Inmersa
de pleno en las festividades navideñas, confieso que a duras penas he sido
capaz de superar las primeras “celebraciones” sin querer huir, ha sido difícil
controlar el ansia por desaparecer. No, no son buenos tiempos para la lírica
como decía Germán Coppini, otro de los grandes que nos ha dejado estos días. Tal
vez golpes así, “golpes bajos” en forma de llegada de la parca o sufrimiento
por carencia de salud personal o de los familiares más queridos, es lo único
que te ayuda a querer “celebrar” que estas aquí, viviendo, aun en una coyuntura
donde las estrellas ya no lucen igual ni en las noches de luna llena.
Yo
siempre he imaginado con ternura cómo serán estas fiestas en las grandes
familias donde los primos son de todas las edades y hay hasta 3-4
conversaciones paralelas en reuniones que solo se pueden llevar a cabo en estas fechas
entre 3-4 generaciones.
Morriña
que será similar en aquellos lares donde la Navidad es la única posibilidad de
unión. A mí lo de “vuelve a casa por Navidad” del anuncio de turrones de “El
Almendro” me caló desde pequeñita, siempre fantasee en cómo se puede sentir en
esos contextos el reencuentro con los seres queridos. Desde luego las Navidades
se envuelven ahí de un sentido de emotividad que ha de ser especial.
Pero
como servidora no vive esas experiencias, las Navidades solo son una pesadilla.
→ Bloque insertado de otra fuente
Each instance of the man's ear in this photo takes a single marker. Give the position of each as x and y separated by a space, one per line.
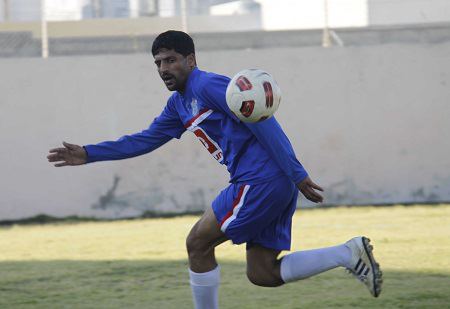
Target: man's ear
192 62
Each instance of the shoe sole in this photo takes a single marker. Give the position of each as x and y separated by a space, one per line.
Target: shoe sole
377 273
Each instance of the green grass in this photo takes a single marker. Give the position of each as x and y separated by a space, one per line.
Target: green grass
142 263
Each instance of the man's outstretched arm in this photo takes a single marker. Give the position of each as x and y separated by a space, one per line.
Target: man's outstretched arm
70 154
163 129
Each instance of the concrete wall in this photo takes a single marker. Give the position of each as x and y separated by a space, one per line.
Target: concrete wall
370 123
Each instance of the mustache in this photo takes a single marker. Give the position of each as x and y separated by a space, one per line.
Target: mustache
167 76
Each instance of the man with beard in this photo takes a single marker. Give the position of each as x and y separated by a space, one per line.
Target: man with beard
265 177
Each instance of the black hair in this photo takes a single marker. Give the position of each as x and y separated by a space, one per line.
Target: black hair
178 41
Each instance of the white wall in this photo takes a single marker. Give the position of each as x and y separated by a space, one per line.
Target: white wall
399 12
369 123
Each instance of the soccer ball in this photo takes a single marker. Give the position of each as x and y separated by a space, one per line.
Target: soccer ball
253 95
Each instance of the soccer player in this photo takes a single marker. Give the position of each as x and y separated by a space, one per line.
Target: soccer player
265 177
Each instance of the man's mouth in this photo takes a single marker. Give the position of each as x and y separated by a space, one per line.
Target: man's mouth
168 79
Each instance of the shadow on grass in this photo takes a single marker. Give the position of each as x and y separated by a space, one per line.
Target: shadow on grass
164 284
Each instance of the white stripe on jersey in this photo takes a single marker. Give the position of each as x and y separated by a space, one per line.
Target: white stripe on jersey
235 210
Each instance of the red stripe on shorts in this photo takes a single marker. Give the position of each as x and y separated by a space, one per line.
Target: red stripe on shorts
235 203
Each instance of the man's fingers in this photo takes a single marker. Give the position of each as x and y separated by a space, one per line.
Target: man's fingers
61 164
58 150
312 195
54 157
69 146
316 186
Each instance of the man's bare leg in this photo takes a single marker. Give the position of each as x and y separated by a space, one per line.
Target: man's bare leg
204 272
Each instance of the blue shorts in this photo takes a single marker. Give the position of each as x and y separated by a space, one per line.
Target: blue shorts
258 214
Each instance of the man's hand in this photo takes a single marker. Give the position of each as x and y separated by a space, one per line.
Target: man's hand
307 186
69 155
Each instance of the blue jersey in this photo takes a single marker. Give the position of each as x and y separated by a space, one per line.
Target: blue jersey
252 153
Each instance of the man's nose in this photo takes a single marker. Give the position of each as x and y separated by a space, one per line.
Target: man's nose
163 68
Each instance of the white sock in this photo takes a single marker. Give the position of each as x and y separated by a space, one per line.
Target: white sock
205 288
304 264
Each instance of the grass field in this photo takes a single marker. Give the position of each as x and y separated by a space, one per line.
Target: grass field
142 263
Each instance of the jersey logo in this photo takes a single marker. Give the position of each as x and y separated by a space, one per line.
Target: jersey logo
194 107
210 145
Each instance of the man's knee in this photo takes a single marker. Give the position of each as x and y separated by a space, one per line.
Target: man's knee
266 276
195 244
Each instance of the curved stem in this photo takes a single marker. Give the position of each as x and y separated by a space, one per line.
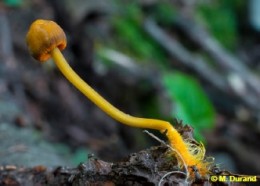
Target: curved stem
172 134
103 104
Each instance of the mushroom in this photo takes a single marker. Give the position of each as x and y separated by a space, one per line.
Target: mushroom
46 39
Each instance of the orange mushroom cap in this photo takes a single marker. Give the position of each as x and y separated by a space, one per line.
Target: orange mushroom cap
42 37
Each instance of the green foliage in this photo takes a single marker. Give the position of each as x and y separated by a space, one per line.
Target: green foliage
164 13
13 3
81 155
191 103
132 39
220 17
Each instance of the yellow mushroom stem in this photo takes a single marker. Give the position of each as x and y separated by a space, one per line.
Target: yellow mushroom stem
189 155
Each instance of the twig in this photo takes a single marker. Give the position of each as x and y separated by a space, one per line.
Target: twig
186 173
221 56
217 79
176 50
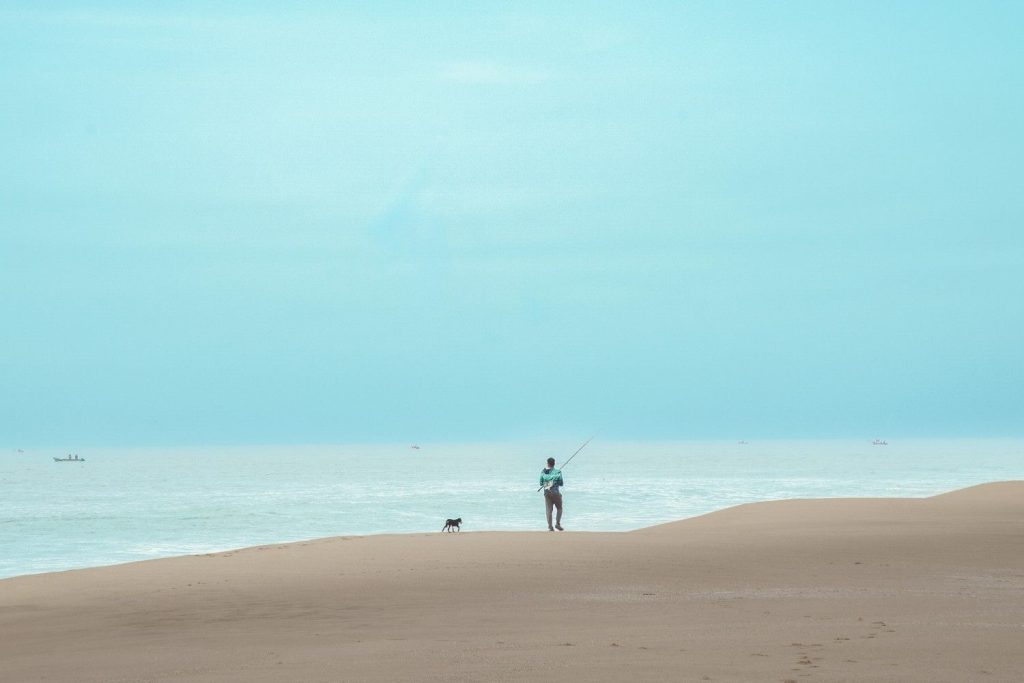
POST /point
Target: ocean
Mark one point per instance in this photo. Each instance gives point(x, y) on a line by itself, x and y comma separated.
point(123, 505)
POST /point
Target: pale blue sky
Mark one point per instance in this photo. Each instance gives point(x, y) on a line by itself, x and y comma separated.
point(244, 223)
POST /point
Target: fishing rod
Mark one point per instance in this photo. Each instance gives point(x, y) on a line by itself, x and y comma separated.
point(573, 456)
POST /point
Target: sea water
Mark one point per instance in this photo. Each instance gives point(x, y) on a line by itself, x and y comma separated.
point(125, 505)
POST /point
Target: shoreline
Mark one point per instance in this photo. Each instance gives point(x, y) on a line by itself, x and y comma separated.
point(274, 544)
point(822, 589)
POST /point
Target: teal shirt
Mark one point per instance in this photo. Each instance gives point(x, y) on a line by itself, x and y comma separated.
point(554, 476)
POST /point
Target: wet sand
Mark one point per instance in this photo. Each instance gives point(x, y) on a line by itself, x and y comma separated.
point(820, 590)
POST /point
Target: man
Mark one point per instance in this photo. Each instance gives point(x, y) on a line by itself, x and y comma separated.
point(551, 481)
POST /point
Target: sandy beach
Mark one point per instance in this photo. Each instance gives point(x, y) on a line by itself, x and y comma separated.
point(816, 590)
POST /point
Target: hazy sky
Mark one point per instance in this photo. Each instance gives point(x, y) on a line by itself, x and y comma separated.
point(227, 222)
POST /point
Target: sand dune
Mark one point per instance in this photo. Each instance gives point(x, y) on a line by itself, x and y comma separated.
point(817, 590)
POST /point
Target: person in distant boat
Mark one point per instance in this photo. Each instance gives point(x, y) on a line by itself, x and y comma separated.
point(551, 481)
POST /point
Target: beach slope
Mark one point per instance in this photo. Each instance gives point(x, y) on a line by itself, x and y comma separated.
point(816, 590)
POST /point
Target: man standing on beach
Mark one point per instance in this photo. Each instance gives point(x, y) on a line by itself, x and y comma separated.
point(551, 481)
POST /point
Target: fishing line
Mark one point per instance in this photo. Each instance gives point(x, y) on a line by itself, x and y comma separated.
point(572, 456)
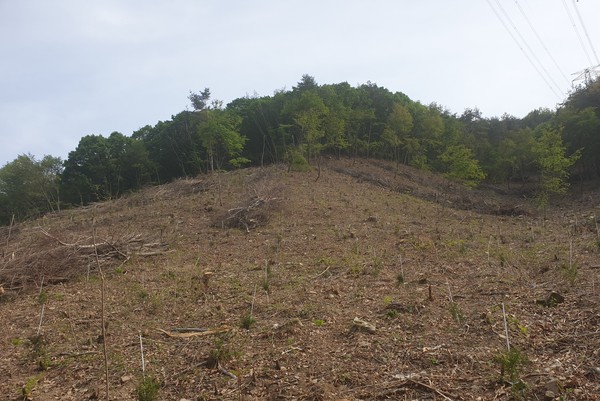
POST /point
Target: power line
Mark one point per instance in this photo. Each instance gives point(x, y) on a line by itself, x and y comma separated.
point(577, 32)
point(539, 38)
point(587, 35)
point(521, 48)
point(539, 63)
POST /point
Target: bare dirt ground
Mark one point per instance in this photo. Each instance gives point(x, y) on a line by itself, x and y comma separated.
point(366, 284)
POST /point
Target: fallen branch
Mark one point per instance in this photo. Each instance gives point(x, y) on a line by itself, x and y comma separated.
point(227, 373)
point(217, 330)
point(435, 390)
point(320, 274)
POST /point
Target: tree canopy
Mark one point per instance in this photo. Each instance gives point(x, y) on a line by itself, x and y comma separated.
point(298, 125)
Una mala época que solo adquiere rayos
de ilusión si las vives y contemplas a través de los niños. El estrés de ir al
circo, al cine, a la feria, al teatro, a ver a Papa Noel o a los Reyes Mago y
vivirlo tras recuperar el disfraz de la infancia es lo único que hace llevadero
estos días. Aunque la mirada atrás siempre lleve implícita la nostalgia de una
época que no volverá por el inexorable paso del tiempo.